In the security line I felt as if something should be done with me. That I should be found out, exposed as the bearer of some evidence: a stashed fragment of bone, a capsule sewn into lining. The agent marked my boarding pass with a highlighter. I unzipped the suede boots and laid them in a bin. Removed my outer garment, unscrolled my scarf, and stepped into the scanner. Bleared, bleary, blearing with exhaustion. A bell ringing somewhere. What day was it? Sunday. God.
God. Who neither slumbers nor sleeps, who looks not as man looks, who sees the guiltiest swervings of the weaving heart: You never loved me as you did last night. As you do now.
What if you woke one day to discover the corpse of Christ had been identified definitively? That an irrefutable, airtight scientific study had been devised to disprove the existence of God, and the study had—beyond any conceivable doubt—proved he did not exist? What would you feel?
Despair.
Can I sing ab
out what’s waiting on the far side of fidelity? The wide door-swing, the unfurling sky?

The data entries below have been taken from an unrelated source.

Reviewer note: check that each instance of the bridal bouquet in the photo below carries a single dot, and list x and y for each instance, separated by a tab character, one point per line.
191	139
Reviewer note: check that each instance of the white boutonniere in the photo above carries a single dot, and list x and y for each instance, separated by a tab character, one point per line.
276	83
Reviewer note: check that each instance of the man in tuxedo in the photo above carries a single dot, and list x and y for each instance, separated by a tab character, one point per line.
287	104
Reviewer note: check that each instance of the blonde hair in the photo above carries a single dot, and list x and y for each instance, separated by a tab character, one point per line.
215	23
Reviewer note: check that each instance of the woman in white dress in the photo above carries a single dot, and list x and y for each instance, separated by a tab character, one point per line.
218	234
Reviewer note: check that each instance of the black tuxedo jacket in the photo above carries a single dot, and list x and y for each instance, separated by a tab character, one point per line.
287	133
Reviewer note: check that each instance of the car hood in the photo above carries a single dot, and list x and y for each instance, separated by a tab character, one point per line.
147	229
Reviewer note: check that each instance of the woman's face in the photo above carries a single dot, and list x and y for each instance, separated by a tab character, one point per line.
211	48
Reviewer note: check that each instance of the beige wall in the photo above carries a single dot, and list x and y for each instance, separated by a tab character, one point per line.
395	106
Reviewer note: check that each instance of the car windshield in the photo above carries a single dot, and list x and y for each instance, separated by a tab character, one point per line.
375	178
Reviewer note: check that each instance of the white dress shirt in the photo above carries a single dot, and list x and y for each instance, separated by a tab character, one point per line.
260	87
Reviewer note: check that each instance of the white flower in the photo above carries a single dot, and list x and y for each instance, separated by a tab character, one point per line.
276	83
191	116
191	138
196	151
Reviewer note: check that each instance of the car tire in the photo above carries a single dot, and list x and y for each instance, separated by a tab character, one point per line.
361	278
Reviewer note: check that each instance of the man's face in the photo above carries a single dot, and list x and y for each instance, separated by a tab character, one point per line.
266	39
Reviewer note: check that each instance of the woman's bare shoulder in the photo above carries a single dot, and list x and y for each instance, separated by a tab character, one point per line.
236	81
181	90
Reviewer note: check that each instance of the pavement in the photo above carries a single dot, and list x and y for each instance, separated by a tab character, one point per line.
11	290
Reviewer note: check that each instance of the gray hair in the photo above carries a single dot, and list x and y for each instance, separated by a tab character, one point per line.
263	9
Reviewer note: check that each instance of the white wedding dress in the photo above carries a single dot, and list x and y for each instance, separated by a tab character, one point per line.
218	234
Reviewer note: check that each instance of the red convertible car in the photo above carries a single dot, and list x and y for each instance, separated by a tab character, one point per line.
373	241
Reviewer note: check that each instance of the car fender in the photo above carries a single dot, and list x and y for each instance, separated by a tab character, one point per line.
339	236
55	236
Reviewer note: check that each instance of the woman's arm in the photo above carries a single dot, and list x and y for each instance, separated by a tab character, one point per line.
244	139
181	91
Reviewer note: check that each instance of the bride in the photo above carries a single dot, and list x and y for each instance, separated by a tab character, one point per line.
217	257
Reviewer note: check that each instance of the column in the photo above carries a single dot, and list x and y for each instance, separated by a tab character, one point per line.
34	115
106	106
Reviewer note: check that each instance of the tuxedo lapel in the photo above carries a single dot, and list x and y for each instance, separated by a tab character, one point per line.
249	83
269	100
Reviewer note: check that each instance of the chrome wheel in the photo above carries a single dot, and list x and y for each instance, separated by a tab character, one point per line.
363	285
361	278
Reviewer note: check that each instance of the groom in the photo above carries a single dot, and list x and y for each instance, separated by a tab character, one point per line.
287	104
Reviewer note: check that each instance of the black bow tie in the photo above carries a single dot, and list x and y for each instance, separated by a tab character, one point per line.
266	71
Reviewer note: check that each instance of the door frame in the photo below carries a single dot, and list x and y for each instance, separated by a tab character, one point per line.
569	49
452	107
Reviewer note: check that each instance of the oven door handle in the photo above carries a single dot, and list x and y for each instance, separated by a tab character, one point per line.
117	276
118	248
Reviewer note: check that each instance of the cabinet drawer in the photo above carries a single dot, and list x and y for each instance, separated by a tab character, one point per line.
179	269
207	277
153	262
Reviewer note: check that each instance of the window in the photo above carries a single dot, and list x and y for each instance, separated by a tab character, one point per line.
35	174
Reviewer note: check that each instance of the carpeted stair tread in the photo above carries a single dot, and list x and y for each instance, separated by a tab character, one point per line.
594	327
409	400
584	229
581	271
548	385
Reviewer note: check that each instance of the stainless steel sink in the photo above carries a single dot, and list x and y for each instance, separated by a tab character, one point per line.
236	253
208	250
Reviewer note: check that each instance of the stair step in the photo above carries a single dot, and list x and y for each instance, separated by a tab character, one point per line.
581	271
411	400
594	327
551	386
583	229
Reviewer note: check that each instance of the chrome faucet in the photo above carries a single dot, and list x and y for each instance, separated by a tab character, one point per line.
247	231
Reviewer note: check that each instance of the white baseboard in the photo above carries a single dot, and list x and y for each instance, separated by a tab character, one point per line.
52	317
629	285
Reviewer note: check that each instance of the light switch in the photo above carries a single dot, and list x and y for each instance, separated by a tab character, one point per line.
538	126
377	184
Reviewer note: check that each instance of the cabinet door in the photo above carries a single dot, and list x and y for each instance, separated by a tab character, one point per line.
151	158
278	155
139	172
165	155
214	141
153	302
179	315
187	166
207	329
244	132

Sometimes I see them walking on the path around the small pond in Monteagle. Their backs are turned, they are holding hands. He is stooped with a full head of hair, blue-white, smooth; she is upright, still lithe, her long steel hair brittle. She refuses to cut it short like other women her age. He is the gentle one, she the fighter. What hurt them through life, after her affair—the volatility, quickness to anger, the startling sharp tugs toward random bodies, full breasts beneath a loose shirt, glimpse of hair above a navel, outline of pectorals; even, during a conversation with a friend, the swell of lips around certain words; how she would get close to the fire and retreat, crucify those sudden onsets of lust for something or someone else, contain, contain, then give what was left to her husband (though many days it was just her, alone on the marital bed, sometimes four, six times in a row)—this passion is now what saves her, and him. She fights against what time is doing to his ability to inhabit the present, rages to hold every day within the framework of past happinesses, to force his memories to enter and transform the moment. Remember the walks we used to take in the old neighborhood, the husband will say, how the children ran ahead of us, remember how we hid plastic toys in the rock wall—but the wife will refuse the lapse into nostalgia, will take him outside, when he’s strong, to hear the tinny sound of rain in the magnolia leaves. On his weak days she’ll stand him beside the sink so he can listen to the sounds the cat makes as it laps water from the spigot—her delicate clipped swallows—and the airplane-like hum of the space heater in the mornings, and he will tell her, again, how the kids used to crowd around it, They called it the Hot Peter and the slight stickiness on the round wood table where for fifty-three years they’ve had breakfast and coffee and dinner conversation, where they played Monopoly and blackjack with the children (for money when they were teenagers; the endings in arguments) and where she’d scrubbed away the green globs of melted fruit snacks (science experiment, microwave)—she is fighting to get it all in, not as memory but as something still living. To crystallize each scene from the past into an object they can hold, now, together.